Well, to be fair, I guess not everything was complete shit. I did genuinely enjoy whatever time I spent with Lynn at concerts like FYF. And I do feel like I’ve grown as a person, in terms of maturity, sociability, and resilience. I like to think that I made more of an effort to be more outgoing. Hell, I actually went on a date with a girl I met online; there’s progress if I ever saw any.

And 2016? I think I’m a little overwhelmed by what 2016 may have in store, strictly because of how very, very crappy 2015 was. I have a lot to recover from. Let’s take a look at some of them:

Lynn. Honestly, I thought about asking her out again around the year mark of when I first did it. The stupid part of me still has hope, but the realistic me is screaming angrily for stoned me (for which I am most of the time) to move on. She might leave her company she works for now and come back. To be honest, I’m mostly sad and don’t want that to happen. It’s been about a month and a half since I last saw her, and I think I’m slowly (and I do mean slowly) getting over her. I recently made it a point to not encourage hanging out whenever we text, and to just be friendly and a bit removed. She’s not really good at keeping contact either, so we haven’t communicated much lately anyways. If she comes back, though, it’s going to be really tough for me. I hope I get over her completely by then, because I may just have to tell her we can’t be friends.

Work is going to be a whole new beast. I’m kind of excited, kind of scared. Either of those are better than feeling unfulfilled at work. I’m hoping we get more relevant work, and I’m hoping I start working on things I’m proud of. I really have no idea what to expect; I just hope I don’t regret sticking around for the acquisition.
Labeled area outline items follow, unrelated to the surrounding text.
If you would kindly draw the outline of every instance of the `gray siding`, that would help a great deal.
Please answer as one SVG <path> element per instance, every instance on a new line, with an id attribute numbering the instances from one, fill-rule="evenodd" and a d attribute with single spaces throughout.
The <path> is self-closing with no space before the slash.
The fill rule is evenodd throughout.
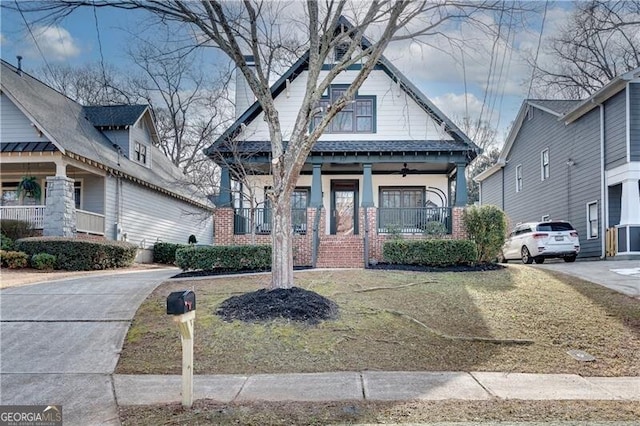
<path id="1" fill-rule="evenodd" d="M 640 161 L 640 83 L 629 84 L 631 161 Z"/>
<path id="2" fill-rule="evenodd" d="M 101 176 L 82 177 L 82 210 L 104 214 L 104 186 Z"/>
<path id="3" fill-rule="evenodd" d="M 626 105 L 626 90 L 604 103 L 605 167 L 607 170 L 627 162 Z M 581 117 L 579 121 L 584 119 L 585 117 Z"/>
<path id="4" fill-rule="evenodd" d="M 620 211 L 622 209 L 622 184 L 609 187 L 609 223 L 607 227 L 620 224 Z"/>
<path id="5" fill-rule="evenodd" d="M 194 234 L 200 244 L 213 244 L 213 214 L 148 188 L 123 181 L 122 231 L 127 241 L 144 247 L 161 240 L 187 243 Z"/>
<path id="6" fill-rule="evenodd" d="M 602 236 L 587 240 L 586 205 L 600 201 L 600 112 L 596 108 L 574 123 L 536 110 L 514 141 L 504 172 L 504 211 L 512 225 L 548 215 L 568 220 L 578 230 L 581 257 L 600 256 Z M 541 152 L 549 149 L 549 178 L 541 180 Z M 573 161 L 572 166 L 567 161 Z M 523 188 L 516 192 L 516 166 Z"/>
<path id="7" fill-rule="evenodd" d="M 480 203 L 500 207 L 504 206 L 502 198 L 502 174 L 498 170 L 480 183 Z"/>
Lots of hope and hoping, so far. Continuing on:

I need to travel more. This year, I’m not even going to force the “international” aspect onto it. Any travel will do. I want to camp more. I want to do weekend trips more. I need to just get out of the city. I feel like I waited around too much in 2015, which was reminiscent of 2011 me. I had waited around for other people to do things with, but then I dialed that back a few years ago. But I found myself reverting back to my old ways in 2015. Time to dial that back again in 2016. I need some control back.

These past few months have been a struggle emotionally. My loneliness was annoying to have constantly on my mind, and I found myself really trying to “figure it out” to whatever extent that it would ameliorate the dull sensation of having nothing to grab onto for support, for companionship. I don’t have it figured out by any means yet, but I feel like I’ve made progress towards figuring it out eventually. Interestingly enough, I was compelled to research how Buddhists address loneliness after reading about the guitarist from Stone Temple Pilots describing a memory of them on their tour bus that really spoke about how lonely Scott Weiland was despite being surrounded by family and friends, which presumably was the reason for his demise from his overdose. Anyways, that’s just to say that I don’t want to be that lonely. And if I am that lonely, I want to be able to deal with it objectively. Like I said, I think I’ve made small progress within the past few weeks, and I hope there will be more soon enough.

And lastly: the state of the world. Too much hate. Too much fear. Too much ignorance. Too much violence. What a terrible way to live.

So that’s my annual year-end wrap up. 2015 sucked. 2016 will be better.